I am my mother now. My Saturday morning TV issue pales compared to what my adult children have been dealing with in raising their children: Limiting screen time and keeping them safe from the Internet's pernicious access to pornographic, violent or misinformed material. The pandemic came along and made everything worse. And now comes an unpredictable economy at a time where school shootings aren't rare and classrooms are political battlegrounds. Even if my children wanted my advice on these issues (they haven't asked), I would have no previous experience from which to draw.
"There's almost not a word to express the stress parents are under right now. 'Overwhelmed' doesn't cut it. It's beyond anything we've ever experienced." This is what the founder of the Parent Coaching Institute told a reporter at an Axios newsletter.
The newsletter takes note of the specifics of what may be overwhelming the parents of our grandchildren (Click on the embedded links for more details):
The rising cost of gas, groceries and other daily expenses.

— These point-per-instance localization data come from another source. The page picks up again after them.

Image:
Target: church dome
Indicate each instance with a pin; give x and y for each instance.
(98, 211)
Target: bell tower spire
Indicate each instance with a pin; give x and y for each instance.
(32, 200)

These top the list of stressors, according to a March poll
Children have questions about the world's wars.
Sadness about the relationships and opportunities the pandemic is robbing from them.
Fear and anger about the planet warming.
Clashes over teaching about racism and U.S. history
A renewed debate over gun control
Having issues that affect kids and parents at the center of American politics.
If there is a silver lining, Axios tells us, it's that "hard times can be opportunities to strengthen relationships." That's backed up by census data that reports that parents say they've become closer to their children during COVID lockdowns and that they are eating more meals together; parents of younger children say they are reading to their kids more often.
All of which makes me feel that the pillars of our old-fashioned age of parenting--bedtime stories as a nightly ritual; dinnertime together as a daily tradition--are relevant. Plus, we still have one piece of timeless advice worth offering our stressed children: Take care of yourself. Your children need you rested and ready--or at least somewhere close to that.